Parametric surfaces are a way to represent a surface in three-dimensional space using two parameters, typically denoted as \(u\) and \(v\). Instead of relying on traditional Cartesian coordinates \((x, y, z)\), parametric surfaces describe each point on the surface based on parameter values. This method is powerful because it allows for the easy representation and manipulation of complex surfaces.

In our exercise, we have the vector-valued function \(\mathbf{r}(u, v) = u \cos v \mathbf{i} + u \sin v \mathbf{j} + u^2 \mathbf{k}\). This function maps any point \((u, v)\) to a point \((x, y, z)\) in 3D space:

• \(x = u \cos v\)
• \(y = u \sin v\)
• \(z = u^2\)

This specific surface is described over the range \(0 \leq u \leq \sin v\) and \(0 \leq v \leq \pi\).

By adjusting the parameters, you can trace out every point on the surface, which is particularly useful in calculating integrals over those surfaces.

The cross product is a mathematical operation used to find a vector perpendicular to two given vectors in three-dimensional space. It's particularly useful in determining the normal vector to a surface, which is essential for calculating surface integrals.

In this context, the cross product \(\mathbf{r}_u \times \mathbf{r}_v\) is calculated from the partial derivatives \(\frac{\partial \mathbf{r}}{\partial u}\) and \(\frac{\partial \mathbf{r}}{\partial v}\):

• \(\frac{\partial \mathbf{r}}{\partial u} = \cos v \mathbf{i} + \sin v \mathbf{j} + 2u \mathbf{k}\)
• \(\frac{\partial \mathbf{r}}{\partial v} = -u \sin v \mathbf{i} + u \cos v \mathbf{j}\)

Using the determinant formula for vectors, we find:
\[\mathbf{r}_u \times \mathbf{r}_v = (-2u^2 \cos v) \mathbf{i} + (-2u^2 \sin v) \mathbf{j} + u \mathbf{k}\]

The cross product results in a vector that is oriented perpendicular to the surface at each point, crucial for further calculations.

A double integral is a way to integrate over a two-dimensional region. In the context of surfaces, the double integral calculates the accumulation of a quantity over a surface area.

In our exercise, the double integral expression is:
\[\iint_{\sigma} f(x, y, z) \, dS\]
This integral expression uses the function \(f(x, y, z)\) and the differential element \(dS\), which represents an infinitesimal piece of the surface. The value of the surface integral gives a sense of the function's "content" over the surface.

The setup for the double integral is:
\[\int_0^\pi \int_0^{\sin v} \frac{u\sqrt{4u^2+1}}{\sqrt{1 + 4u^2}} \, du \, dv\]

This process allows us to determine how much of the function is accumulated over the specific range of the parameters.

Partial derivatives are derivatives of functions with multiple variables where one variable is differentiated at a time. They are used extensively in calculus, particularly when dealing with parametrically defined surfaces.

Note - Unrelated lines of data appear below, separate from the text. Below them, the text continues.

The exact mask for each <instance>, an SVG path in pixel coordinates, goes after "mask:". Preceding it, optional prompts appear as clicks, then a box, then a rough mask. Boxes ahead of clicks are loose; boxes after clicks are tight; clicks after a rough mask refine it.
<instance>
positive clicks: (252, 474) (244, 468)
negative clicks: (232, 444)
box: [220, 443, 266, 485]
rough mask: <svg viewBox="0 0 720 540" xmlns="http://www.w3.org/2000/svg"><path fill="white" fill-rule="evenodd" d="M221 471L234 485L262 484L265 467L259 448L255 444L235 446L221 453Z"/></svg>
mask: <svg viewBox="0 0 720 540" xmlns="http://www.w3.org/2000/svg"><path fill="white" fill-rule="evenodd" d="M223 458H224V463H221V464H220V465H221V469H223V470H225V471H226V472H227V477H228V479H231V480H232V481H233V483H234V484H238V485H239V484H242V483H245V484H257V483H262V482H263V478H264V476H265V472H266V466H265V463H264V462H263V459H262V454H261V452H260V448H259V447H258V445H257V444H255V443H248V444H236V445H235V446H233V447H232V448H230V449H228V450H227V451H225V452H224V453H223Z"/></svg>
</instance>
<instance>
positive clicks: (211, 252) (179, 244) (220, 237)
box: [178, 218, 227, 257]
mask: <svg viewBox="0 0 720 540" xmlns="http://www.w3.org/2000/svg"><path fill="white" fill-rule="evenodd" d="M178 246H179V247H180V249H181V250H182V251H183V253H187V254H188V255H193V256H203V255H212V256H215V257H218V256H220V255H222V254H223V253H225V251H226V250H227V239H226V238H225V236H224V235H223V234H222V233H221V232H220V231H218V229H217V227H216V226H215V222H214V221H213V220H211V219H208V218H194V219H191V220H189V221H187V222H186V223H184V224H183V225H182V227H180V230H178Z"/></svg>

For our surface defined by \(\mathbf{r}(u, v)\), we find the partial derivatives with respect to \(u\) and \(v\) to help determine the area element \(dS\):

• \(\frac{\partial \mathbf{r}}{\partial u} = \cos v \mathbf{i} + \sin v \mathbf{j} + 2u \mathbf{k}\)
• \(\frac{\partial \mathbf{r}}{\partial v} = -u \sin v \mathbf{i} + u \cos v \mathbf{j}\)

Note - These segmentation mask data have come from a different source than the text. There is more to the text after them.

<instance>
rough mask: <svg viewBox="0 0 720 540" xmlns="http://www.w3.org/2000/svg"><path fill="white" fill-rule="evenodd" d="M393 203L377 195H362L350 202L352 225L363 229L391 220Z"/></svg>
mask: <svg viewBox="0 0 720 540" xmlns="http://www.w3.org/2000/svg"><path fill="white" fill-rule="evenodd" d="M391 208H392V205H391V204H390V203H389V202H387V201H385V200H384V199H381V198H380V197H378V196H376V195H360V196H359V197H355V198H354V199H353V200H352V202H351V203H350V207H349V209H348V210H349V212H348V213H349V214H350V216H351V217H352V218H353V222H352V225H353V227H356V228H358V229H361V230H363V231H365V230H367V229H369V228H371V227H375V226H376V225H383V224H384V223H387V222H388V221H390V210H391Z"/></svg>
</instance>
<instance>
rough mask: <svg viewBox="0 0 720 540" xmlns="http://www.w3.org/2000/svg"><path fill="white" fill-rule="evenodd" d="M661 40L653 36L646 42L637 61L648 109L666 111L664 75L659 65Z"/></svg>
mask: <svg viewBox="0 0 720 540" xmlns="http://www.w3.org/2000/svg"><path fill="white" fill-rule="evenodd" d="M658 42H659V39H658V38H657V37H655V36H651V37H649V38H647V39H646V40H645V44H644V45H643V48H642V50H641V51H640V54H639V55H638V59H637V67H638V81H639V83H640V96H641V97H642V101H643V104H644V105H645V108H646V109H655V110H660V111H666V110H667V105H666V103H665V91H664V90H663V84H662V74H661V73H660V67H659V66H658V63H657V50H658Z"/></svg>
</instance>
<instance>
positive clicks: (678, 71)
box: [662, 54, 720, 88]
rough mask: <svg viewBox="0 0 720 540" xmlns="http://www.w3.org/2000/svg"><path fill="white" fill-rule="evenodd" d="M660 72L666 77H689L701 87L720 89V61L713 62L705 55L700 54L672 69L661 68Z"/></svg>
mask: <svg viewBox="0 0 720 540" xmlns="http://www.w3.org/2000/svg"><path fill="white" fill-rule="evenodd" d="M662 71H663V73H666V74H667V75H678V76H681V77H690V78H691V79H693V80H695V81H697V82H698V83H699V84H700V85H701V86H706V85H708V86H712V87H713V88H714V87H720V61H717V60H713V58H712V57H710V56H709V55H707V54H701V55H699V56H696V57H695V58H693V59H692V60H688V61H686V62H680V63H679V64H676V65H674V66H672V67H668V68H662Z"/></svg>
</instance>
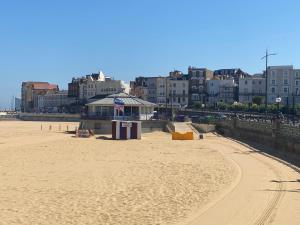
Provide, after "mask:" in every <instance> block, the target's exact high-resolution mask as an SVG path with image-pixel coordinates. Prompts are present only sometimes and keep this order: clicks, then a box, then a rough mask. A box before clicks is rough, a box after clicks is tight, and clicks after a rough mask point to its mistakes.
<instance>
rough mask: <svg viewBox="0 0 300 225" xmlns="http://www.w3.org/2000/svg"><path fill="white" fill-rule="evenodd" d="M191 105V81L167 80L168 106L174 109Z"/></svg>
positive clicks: (173, 79) (183, 79)
mask: <svg viewBox="0 0 300 225" xmlns="http://www.w3.org/2000/svg"><path fill="white" fill-rule="evenodd" d="M188 104H189V81H188V80H185V79H179V80H177V79H172V78H167V105H168V106H171V107H173V108H182V107H187V106H188Z"/></svg>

The partial derivatives represent tangent vectors to the surface for constant \(u\) and \(v\), respectively. They help form the base vectors from which the normal vector \(\mathbf{r}_u \times \mathbf{r}_v\) is computed, which then assists in calculating the surface element \(dS\).

Understanding partial derivatives is fundamental when calculating surface integrals over parametric surfaces, highlighting the strong connection between multivariable calculus and surface geometry.